El caso De Vido, un paso adelante
Desde hace 10 años los medios de prensa comenzaron a divulgar, cada vez con mayor intensidad, graves actos de corrupción que involucraban a importantes ex funcionarios kirchneristas. Entre ellos, Julio De Vido, ya sea en forma directa o a través de testaferros. Tales actos podían configurar delitos que conllevaban el enriquecimiento del funcionario a costa del Estado o, al menos, inconcebibles faltas de ética republicana condenadas por el artículo 36 de la Constitución. En ambos casos se imponían investigaciones administrativas y judiciales para determinar el grado de verosimilitud de aquellas denuncias a fin de preservar el principio de autoridad y la presunción de inocencia, y disipar las dudas que brotaban en la sociedad sobre la honestidad de sus gobernantes.
En la Argentina el fenómeno de la corrupción gubernamental nunca tuvo la difusión pública registrada en estos años. Ella no se oculta ni su conocimiento y desarticulación se reservan a ciertos sectores sociales. Acarrea un mecanismo de control horizontal desde la ciudadanía muy positivo porque le permite conocer sus secuelas desfavorables para el bien común, una mayor preocupación social y una sólida firmeza para su condena. Esa difusión reduce los riesgos respecto de la expansión de los comportamientos lesivos para los valores morales que nutren a un pueblo, mediante el funcionamiento de los anticuerpos éticos que alberga toda sociedad civilizada. Anticuerpos que, si bien pueden ser insuficientes para provocar sanciones jurídicas, son eficaces para desencadenar sanciones sociales, que muchas veces son más severas que aquéllas, tal como se deduce de los resultados electorales de 2015 y 2017. En ambos casos no solamente fue rechazado el populismo autoritario, sino también la corrupción.

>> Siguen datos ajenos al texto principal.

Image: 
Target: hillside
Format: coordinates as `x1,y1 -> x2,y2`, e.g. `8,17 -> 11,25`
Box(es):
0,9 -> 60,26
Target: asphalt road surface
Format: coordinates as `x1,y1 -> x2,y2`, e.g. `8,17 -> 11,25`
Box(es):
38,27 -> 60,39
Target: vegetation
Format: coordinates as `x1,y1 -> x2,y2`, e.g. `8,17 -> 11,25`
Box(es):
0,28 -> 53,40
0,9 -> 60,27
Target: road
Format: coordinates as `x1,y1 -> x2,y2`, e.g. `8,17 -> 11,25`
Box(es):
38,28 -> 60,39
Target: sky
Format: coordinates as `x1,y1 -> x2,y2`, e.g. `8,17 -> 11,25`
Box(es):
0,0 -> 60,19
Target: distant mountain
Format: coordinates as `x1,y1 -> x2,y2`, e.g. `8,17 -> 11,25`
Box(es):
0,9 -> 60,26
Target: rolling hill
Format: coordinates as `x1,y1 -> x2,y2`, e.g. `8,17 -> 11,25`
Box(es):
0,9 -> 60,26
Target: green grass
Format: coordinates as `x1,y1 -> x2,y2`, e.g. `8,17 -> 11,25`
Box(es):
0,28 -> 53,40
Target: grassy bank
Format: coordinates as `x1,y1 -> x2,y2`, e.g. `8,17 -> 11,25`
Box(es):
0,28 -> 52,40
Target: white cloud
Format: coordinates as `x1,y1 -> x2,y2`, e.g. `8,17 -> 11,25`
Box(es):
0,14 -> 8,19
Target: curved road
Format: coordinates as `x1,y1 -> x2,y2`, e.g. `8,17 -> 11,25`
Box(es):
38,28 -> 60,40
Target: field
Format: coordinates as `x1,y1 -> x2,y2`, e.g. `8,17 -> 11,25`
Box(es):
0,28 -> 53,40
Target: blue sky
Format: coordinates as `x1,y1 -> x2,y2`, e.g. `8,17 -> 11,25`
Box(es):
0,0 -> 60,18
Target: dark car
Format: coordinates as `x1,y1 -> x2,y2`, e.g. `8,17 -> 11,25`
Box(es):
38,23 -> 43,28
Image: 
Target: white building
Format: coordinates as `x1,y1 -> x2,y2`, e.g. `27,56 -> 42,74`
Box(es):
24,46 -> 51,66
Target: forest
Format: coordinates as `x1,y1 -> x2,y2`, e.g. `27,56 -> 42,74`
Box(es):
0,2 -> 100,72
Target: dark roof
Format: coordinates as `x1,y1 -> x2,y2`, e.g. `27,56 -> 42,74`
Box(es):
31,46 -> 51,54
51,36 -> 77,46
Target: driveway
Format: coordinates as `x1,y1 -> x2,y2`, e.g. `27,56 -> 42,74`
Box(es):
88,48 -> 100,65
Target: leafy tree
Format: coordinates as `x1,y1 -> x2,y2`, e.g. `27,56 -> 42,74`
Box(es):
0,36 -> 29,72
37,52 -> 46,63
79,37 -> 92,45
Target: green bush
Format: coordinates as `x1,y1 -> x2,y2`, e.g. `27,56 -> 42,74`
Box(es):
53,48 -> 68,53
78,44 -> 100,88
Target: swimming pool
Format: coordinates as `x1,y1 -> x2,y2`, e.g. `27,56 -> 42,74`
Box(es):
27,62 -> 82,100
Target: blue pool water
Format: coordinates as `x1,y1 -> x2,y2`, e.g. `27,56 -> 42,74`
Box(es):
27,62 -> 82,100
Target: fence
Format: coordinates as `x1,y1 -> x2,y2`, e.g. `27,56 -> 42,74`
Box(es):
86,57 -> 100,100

Sin embargo, prosigue la perplejidad ciudadana al constar la ineptitud o politización de ciertos jueces federales de instrucción y fiscales que poco o nada hicieron para esclarecer aquellos hechos. Su pasividad y complicidad con la corrupción provocaron un daño inmenso en la autoridad del Poder Judicial y, por añadidura, en la estructura institucional de la República. Que algunos de esos jueces resolvieran desempolvar ciertas causas penales contra aquellos funcionarios en modo alguno avala su conducta anterior, y menos aún el enriquecimiento ilícito de integrantes del estamento judicial. Esa perplejidad también se proyecta sobre aquellos integrantes de la Cámara de Diputados que se negaron a excluir de su seno a De Vido sobre la base de los principios morales que menciona el artículo 66 de la Constitución, siguiendo así el mal ejemplo registrado en 1985 cuando ese cuerpo legislativo rechazó el pedido de desafuero del diputado Norberto Imbelloni, quien estaba involucrado en el homicidio de un colaborador de Jorge Triacca. Antes de concluir su mandato se trasladó al Paraguay donde, algunos años más tarde, fue extraditado, juzgado y condenado a pena de prisión por los jueces nacionales. También se apartaron del ejemplo que dieron en 1991 con el diputado Ángel Luque, que fue excluido de la cámara por sus excesos verbales; y el propio De Vido no tuvo la grandeza republicana de Eduardo Angeloz, que solicitó la suspensión de sus funciones de senador para quedar sometido a un proceso penal, en el cual luego quedó acreditada su inocencia.
La decisión de la Cámara de Diputados tomada anteayer al desaforar a De Vido para someterlo a la autoridad de dos jueces federales es una señal positiva y quizás sea el inicio de una nueva etapa judicial traducida en el respeto a la Constitución, a la ética republicana y a las sanas aspiraciones de un pueblo para que la corrupción sea definitivamente erradicada de la función pública. Un ejemplo para las jóvenes generaciones que no fueron salpicadas por aquel flagelo. Es una decisión que priva a De Vido de las prerrogativas propias de los legisladores y lo somete a la autoridad judicial en un plano de igualdad con cualquier otra persona imputada por la comisión de delitos. Es de esperar que decisiones similares se adopten respecto de otros legisladores para fortalecer las instituciones democráticas y que los magistrados judiciales actúen con la máxima celeridad posible para disponer su condena o absolución conforme a las reglas del Estado.